The case pertains to an order by the NFRA in April, when it had debarred and imposed monetary penalties for audit lapses in 17 branch audits of DHFL by four partners of the firm K Varghese & Con who had been working as engagement partners. Four appeals had been filed challenging the orders of NFRA.
In its recent order, the NCLAT dismissed the appeals and held that “NFRA has superior and overriding powers in matters relating to professional misconduct of the Chartered Accountants in terms of Section 132 of Companies Act, 2013…”
The ruling is expected to give further backing to the NFRA, which was set up in 2018 as a statutory body to monitor the implementation and enforce compliance of the auditing and accounting standards and to oversee the quality of service of the professions associated with ensuring compliance with such standards.
The NCLAT also held that NFRA has “retrospective” jurisdiction in initiating proceedings against auditors or audit firms in respect of the audits conducted prior to NFRA coming into force and said that for matters of misconduct committed prior to coming into force of Section 132 (4), NFRA can initiate an investigation.
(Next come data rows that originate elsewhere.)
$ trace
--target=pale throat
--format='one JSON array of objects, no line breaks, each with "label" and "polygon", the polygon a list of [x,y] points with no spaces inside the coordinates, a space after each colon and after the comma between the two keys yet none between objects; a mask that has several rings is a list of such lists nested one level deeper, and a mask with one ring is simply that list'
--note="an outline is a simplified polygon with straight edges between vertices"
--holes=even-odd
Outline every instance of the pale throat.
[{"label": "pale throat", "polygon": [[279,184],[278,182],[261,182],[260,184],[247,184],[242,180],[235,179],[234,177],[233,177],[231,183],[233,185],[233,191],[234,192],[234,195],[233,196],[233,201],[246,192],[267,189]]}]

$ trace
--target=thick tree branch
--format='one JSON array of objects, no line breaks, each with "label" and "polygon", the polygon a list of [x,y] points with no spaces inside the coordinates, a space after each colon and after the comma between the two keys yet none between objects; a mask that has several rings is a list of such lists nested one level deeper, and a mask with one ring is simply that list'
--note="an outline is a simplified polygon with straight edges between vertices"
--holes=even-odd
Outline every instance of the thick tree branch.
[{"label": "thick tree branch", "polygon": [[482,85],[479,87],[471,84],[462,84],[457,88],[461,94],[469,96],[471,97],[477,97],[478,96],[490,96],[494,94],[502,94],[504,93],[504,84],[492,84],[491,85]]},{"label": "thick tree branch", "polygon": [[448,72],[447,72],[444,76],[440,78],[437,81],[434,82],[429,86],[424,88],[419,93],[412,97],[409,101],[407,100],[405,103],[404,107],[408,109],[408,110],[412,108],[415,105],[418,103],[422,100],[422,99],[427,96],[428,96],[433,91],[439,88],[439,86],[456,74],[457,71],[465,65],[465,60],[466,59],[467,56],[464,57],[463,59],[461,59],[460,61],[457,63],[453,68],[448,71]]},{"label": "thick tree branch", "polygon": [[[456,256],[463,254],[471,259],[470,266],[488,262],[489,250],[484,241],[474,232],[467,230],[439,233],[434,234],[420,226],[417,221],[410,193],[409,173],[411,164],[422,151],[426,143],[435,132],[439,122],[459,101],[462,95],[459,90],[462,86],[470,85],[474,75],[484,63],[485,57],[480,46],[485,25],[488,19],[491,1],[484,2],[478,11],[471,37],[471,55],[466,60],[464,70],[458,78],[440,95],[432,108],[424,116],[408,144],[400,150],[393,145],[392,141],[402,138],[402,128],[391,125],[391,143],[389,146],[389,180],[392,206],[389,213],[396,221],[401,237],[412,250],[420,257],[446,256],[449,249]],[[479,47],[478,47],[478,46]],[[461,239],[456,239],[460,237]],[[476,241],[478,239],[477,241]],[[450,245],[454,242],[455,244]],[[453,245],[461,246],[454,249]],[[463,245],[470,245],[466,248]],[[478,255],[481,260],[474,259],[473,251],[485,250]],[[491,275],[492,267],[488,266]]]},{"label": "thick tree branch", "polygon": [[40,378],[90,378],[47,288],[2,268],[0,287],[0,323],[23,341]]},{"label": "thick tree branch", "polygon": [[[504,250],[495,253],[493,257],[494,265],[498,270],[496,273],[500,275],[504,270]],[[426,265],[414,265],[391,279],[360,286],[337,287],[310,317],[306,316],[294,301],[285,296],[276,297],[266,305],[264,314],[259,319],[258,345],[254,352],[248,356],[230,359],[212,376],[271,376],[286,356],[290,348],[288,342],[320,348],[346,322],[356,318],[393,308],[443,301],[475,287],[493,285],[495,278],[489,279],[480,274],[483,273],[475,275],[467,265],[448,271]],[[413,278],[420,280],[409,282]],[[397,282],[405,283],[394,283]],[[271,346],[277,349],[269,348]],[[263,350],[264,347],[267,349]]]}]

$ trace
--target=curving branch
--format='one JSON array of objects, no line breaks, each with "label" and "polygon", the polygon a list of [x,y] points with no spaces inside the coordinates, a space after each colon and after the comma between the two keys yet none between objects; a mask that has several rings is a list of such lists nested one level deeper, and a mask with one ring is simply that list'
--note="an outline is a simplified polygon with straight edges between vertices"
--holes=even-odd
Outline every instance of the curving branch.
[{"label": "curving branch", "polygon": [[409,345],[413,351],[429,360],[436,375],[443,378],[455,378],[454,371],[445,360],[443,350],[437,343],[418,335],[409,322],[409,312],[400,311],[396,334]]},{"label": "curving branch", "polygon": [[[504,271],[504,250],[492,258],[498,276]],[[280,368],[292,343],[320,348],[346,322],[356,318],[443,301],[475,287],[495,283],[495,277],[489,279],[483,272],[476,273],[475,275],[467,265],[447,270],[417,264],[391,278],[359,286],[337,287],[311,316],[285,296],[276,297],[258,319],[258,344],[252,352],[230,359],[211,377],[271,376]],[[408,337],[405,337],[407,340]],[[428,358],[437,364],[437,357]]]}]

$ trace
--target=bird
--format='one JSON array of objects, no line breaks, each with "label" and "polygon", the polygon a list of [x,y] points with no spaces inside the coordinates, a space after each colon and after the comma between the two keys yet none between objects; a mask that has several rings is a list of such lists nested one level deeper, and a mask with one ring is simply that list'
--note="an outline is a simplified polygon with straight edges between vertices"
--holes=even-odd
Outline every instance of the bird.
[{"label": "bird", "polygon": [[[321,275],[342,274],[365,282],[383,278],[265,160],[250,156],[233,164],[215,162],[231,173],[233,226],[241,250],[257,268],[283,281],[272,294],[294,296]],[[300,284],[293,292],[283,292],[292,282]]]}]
“…after taking into consideration the background for forming NFRA, the judgment of the Apex Court, proven scams, need to restore shaken confidence of public and investors at large and prevent any adverse impact on Indian economy, we hold that NFRA has clear and required retrospective jurisdiction over the alleged offences by delinquent Chartered Accountants for period prior to formation of NFRA or prior to coming into effect relevant portion of Section 132 of Companies Act, 2013,” the NCLAT said in its order.
Underlining that auditors must realise their responsibilities which is necessary not only to the company but also to the public, the NCLAT said that giving effect to the NFRA orders which highlights the professional misconduct and other misconduct on the part of the appellant vis-à-vis a public listed company become quintessential so as to make public aware and enable them to make informed and sound financial decisions and investments.
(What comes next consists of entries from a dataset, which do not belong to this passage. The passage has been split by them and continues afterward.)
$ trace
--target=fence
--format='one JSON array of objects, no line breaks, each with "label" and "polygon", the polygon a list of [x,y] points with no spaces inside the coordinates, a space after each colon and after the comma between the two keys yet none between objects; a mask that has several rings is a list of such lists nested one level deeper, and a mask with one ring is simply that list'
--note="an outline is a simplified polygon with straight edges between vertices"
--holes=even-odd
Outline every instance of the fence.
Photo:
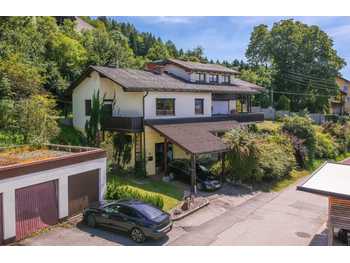
[{"label": "fence", "polygon": [[[290,112],[290,111],[277,111],[271,107],[269,107],[269,108],[252,107],[252,112],[263,113],[265,120],[276,120],[276,119],[282,118],[284,116],[290,116],[292,114],[297,114],[296,112]],[[316,124],[323,124],[326,122],[326,116],[324,114],[310,113],[309,116]]]}]

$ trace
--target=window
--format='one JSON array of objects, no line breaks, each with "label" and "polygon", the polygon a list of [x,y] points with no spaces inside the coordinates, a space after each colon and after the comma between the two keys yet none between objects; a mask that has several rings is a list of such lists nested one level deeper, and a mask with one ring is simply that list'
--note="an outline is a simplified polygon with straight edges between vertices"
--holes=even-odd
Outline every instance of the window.
[{"label": "window", "polygon": [[156,114],[159,116],[174,116],[175,99],[156,99]]},{"label": "window", "polygon": [[205,82],[205,73],[198,73],[198,82]]},{"label": "window", "polygon": [[126,216],[134,217],[134,218],[140,218],[140,215],[131,207],[127,206],[120,206],[118,209],[119,213],[122,213]]},{"label": "window", "polygon": [[231,76],[230,75],[224,75],[224,83],[230,83],[231,82]]},{"label": "window", "polygon": [[113,115],[113,101],[104,100],[103,102],[103,116],[111,117]]},{"label": "window", "polygon": [[85,100],[85,116],[91,115],[91,100]]},{"label": "window", "polygon": [[204,99],[194,99],[195,114],[204,114]]},{"label": "window", "polygon": [[211,83],[217,83],[219,81],[219,76],[218,75],[209,75],[209,82]]}]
“NFRA, as an independent audit regulator has been entrusted by the Parliament after great debate for protecting public interest including of the creditors by exercising effective oversight over accounting and auditing functions,” said the ruling by NCLAT bench of Rakesh Kumar Jain, Member (Judicial) and Naresh Salecha, Member (Technical).
The erstwhile DHFL was merged with Piramal Capital and Housing Finance Ltd in September 2021. Based on media reports on the alleged siphoning of public money of around Rs 31,000 crore and the Enforcement Directorate’s reported action in April 2020 on an alleged banking fraud of about Rs 3,700 crore by the promoter and directors of DHFL, NFRA took suo motu notice of the matter and conducted an Audit Quality Review (AQR). Since then, the NFRA has passed a number of orders against the auditors of DHFL.